30.1.11

A Guerra de Troia aconteceu?

O épico Ilíada, escrito por Homero, descreve uma das mais famosas guerras desenvolvidas na Antiguidade. Mais do que o relato militar, o conflito chama a atenção pelas motivações do mesmo, as atitudes tomadas por seus mais importantes personagens e a sua incrível reviravolta. Por conta de sua rica narrativa, muitos duvidam da veracidade de uma guerra tão singular. Em termos gerais, toda essa dúvida seria capaz de desmoronar a paixão de Páris, o rapto de Helena, o feito dos heróis participantes e a engenhosa construção do cavalo que determinou o fim do combate.

Tomado por todas essas perguntas, o arqueólogo amador, Heinrich Schilemann, estudou vários textos de Homero para assim definir a possível localização de Troia. Realizando diversas escavações no monte Hissarlik, próximo ao famoso Estreito de Dardanelos, ele acabou descobrindo uma série de vasos, jarras e apetrechos feitos em ouro e prata. Observando esse material, ele concluiu que os artefatos faziam parte do Tesouro de Príamo, antigo rei troiano e pai de Páris. Com isso, a existência de Troia e do conflito ganhavam significativa sustentação.

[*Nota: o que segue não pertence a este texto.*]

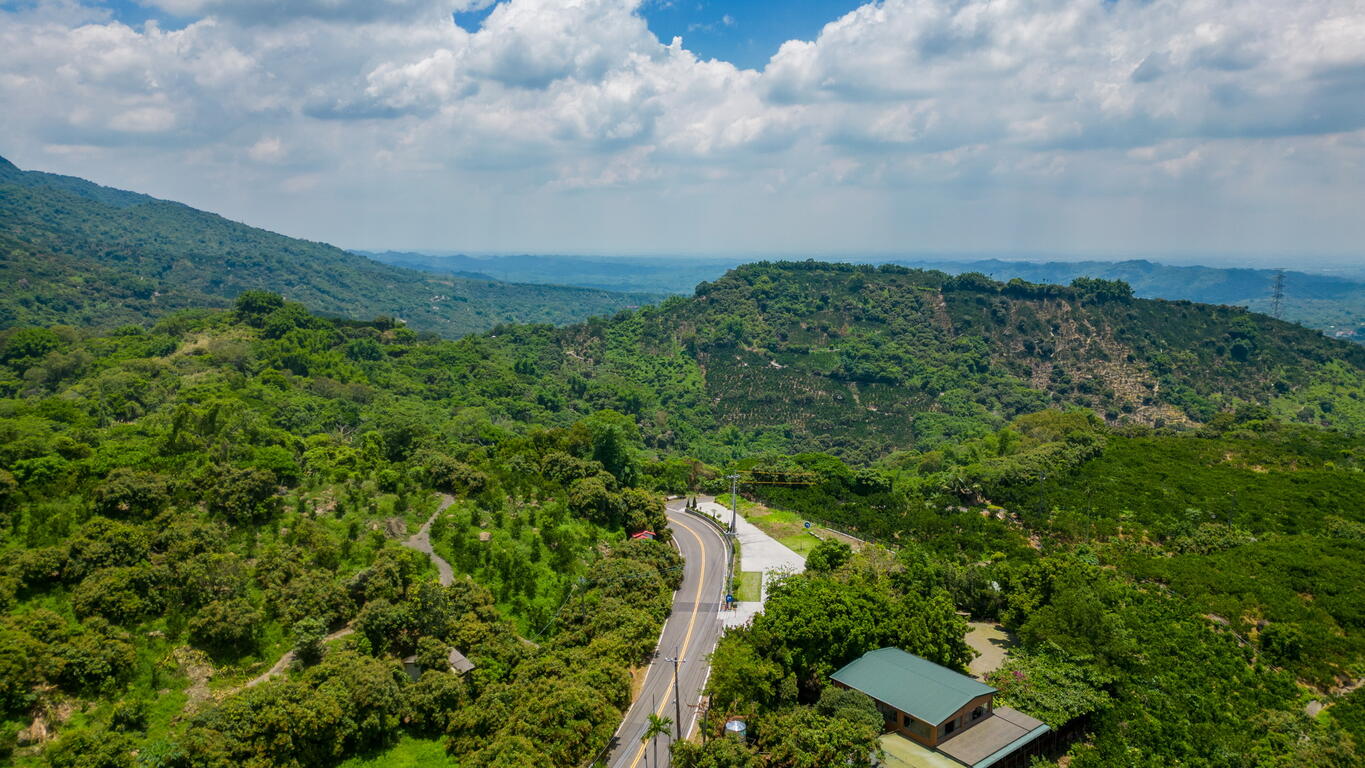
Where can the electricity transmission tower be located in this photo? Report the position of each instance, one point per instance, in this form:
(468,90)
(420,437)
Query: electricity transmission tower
(1276,292)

No entanto, vários historiadores saíram a campo para revisar as teorias e fontes expostas pelo aventureiro alemão. Por meio de novas escavações no mesmo lugar concluiu-se que os artefatos encontrados foram obtidos em diferentes pontos da região e que, desse modo, não poderiam integrar o tesouro de Príamo. Apesar do erro, a pesquisa feita pioneiramente por Schilemann serviu para que outros pesquisadores descobrissem que naquela região existiram diversas "Troias", uma reconstruída em cima das antigas estruturas da outra, ao longo dos séculos.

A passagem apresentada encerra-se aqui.